This simple line of dialogue caught my attention. I had never thought about the Winter Solstice like that before. I knew all about it, of course. I knew on a scientific level that it was the date when the sun’s maximum elevation in the sky is at its lowest, and therefore the hours of daylight are at their shortest. I knew that many cultures and religions celebrated this day. But it had never occurred to me that they were celebrating being halfway out of the dark.

Put simply, I had not linked together my scientific knowledge of solstices and my cultural knowledge. Nor had I linked in my personal experience of days getting shorter before the solstice, and then longer afterwards.

FM Alexander believed that the linking up of knowledge was vitally important.

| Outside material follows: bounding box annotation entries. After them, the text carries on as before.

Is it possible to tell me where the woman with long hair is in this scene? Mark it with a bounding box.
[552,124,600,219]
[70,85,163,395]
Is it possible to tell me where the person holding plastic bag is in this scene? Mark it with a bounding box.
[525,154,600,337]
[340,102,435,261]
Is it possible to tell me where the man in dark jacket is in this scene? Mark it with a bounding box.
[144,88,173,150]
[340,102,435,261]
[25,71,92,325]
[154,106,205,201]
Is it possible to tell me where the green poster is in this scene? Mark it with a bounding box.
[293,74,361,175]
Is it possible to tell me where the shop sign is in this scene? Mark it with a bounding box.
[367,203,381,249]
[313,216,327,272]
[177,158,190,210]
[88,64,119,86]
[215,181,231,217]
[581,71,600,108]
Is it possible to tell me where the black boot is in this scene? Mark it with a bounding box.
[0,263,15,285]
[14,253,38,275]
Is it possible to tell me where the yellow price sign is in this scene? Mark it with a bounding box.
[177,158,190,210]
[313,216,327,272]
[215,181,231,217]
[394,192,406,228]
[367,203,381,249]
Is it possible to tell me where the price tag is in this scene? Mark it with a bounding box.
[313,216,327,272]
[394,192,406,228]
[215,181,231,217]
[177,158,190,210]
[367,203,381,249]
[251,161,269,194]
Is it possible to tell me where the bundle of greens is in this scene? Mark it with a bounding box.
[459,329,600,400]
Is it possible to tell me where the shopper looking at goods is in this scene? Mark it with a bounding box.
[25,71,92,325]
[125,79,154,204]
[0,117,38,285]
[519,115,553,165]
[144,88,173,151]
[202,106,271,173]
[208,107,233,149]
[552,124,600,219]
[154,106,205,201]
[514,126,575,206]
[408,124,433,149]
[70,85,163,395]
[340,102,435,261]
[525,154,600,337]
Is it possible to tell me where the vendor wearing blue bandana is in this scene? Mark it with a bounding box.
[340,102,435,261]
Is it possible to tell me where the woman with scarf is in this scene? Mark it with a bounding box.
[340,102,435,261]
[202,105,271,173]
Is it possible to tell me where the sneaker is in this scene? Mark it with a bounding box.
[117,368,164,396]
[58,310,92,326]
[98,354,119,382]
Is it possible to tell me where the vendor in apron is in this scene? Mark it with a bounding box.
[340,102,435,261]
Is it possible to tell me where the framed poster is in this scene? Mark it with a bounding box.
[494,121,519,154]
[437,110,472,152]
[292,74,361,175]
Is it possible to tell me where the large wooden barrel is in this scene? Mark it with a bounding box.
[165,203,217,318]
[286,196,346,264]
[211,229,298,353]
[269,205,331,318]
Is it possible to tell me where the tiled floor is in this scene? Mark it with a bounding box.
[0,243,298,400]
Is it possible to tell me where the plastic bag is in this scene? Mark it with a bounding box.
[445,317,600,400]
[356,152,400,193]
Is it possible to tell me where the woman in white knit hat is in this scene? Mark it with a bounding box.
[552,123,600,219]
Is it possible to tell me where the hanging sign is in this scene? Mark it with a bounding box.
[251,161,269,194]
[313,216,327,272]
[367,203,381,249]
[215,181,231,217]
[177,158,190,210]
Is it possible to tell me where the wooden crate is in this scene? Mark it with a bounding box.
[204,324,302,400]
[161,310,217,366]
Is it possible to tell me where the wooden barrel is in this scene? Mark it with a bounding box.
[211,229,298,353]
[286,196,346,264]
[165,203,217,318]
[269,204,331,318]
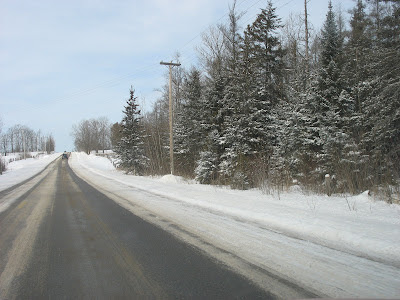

He said, “Knowledge is of little use in itself; it is the linking up of what we know with that which comes to us daily in the shape of new ideas and new experiences which is of value.”

Doctor Who script writer Steven Moffat gave me a new experience of the solstice, and it was the spur to me to link up all my bits of knowledge. On the day of the solstice, I had a little private celebration.

The result?

My experience of this winter is profoundly different to previous years. I have not gone crazy. Though I’m still struggling a bit to get up in the mornings, it isn’t as draining to my energy or my mood as in previous years. More interestingly, since the solstice I have been acutely conscious of the days getting longer. Every few days I rejoice in how much more daylight there is. I feel more in contact with nature.

The lesson to take from this? If you have a problem that feels intractable:

  1. Don’t despair. It isn’t impossible; you just don’t have the answer yet.
  2. Look back over all the information you have about the problem. There may be a link you haven’t seen yet.
  3. Get out there in the world and do things that aren’t related to the problem. Like me, you may well find inspiration comes from a very unlikely source!

FM was right. Linking up knowledge is a good thing.